ArchiTravel Interviews Alberto Alessi

ArchiTravel Interviews Alberto Alessi

ArchiTravel interviews the Italian architect Alberto Alessi, on architecture and travel.*

Interview by : Maria Anagnostou (video shooting and editing) and Sofia Tzereme

Sofia Tzereme: What is the importance of architectural tourism?

Alberto Alessi: It is very important to visit architecture. I wouldn’t use the word tourism, because tourism has something to do maybe with a kind of exploiting, using things in a kind of happy, but not so definitive way. I would say about making the architecture experience. That means to go to places, to have a look at the places, to experience. It’s really a question of experiencing. When you speak about tourism, it has a lot to do with the industry of entertainment. I think architecture is much more than just entertainment. Of course, it has also this level of being present. It’s very important to go to places. Architecture is something that you can discuss, but you have to experience.

S.F.: What is the importance of traveling, especially for architects and humans in general?
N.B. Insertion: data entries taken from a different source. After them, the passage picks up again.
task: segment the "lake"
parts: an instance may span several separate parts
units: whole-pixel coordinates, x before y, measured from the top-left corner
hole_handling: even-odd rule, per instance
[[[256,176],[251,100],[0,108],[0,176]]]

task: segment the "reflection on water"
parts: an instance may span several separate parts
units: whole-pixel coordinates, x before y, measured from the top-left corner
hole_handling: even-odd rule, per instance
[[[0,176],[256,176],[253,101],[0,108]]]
A.B.: It’s absolutely necessary. If you travel, you can see, feel and, as I said, experience what other people and societies are thinking about the way of life, the way of living, the way of staying on the earth. It’s just traveling in this way, traveling and trying to exchange with others that you get to a point where you can accept. People coming here and you are going there, so you can see things from another point of view, from the opposite point of view. Sometimes, when you travel, you are the “white mosquito” in the system. This is fine.

S.F.: What do you think is the added value that architecture creates within a city?
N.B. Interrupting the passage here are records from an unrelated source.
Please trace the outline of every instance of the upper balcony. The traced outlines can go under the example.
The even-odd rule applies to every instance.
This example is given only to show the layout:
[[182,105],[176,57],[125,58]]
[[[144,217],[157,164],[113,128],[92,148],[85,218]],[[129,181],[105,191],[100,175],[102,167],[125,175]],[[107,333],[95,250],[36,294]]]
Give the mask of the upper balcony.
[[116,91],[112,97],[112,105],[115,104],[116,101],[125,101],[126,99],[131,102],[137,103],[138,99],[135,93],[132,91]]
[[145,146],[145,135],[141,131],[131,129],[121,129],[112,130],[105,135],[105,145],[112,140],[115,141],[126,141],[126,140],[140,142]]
A.B.: There is no city without architecture and there is no architecture without cities. Also, the buildings alone in the landscape, at the end they are searching for a city. They are searching for exchange. For me, city means to live together, to share experiences, to share a way of life, to share ideas and to deal with this sharing. Architecture is the space for this. One architecture and another architecture and another architecture make a city. But, the city is not only the buildings. The city is also the life that is inside. The one is before the other and so is the opposite. There is a city that asks for architecture and there is an architecture that makes a city. There is a society that deals with all of these.

S.F.: What is the importance of architectural events worldwide? What are the profits for a city holding this kind of events?

A.B.: There is an ambiguity. On the one hand, it is very important because you have the possibility to see,  live, hear and discuss about questions, not only your questions. It’s not only the questions of a small society, you have people coming from outside, dealing with themes that maybe have also to do with your point of view, maybe not, but they open some horizons. On the other hand, it’s dangerous because it could become a kind of traveling group of stars and starlets going around, making a kind of history on its own that doesn’t deal with the real problems. This is a little bit dangerous for me.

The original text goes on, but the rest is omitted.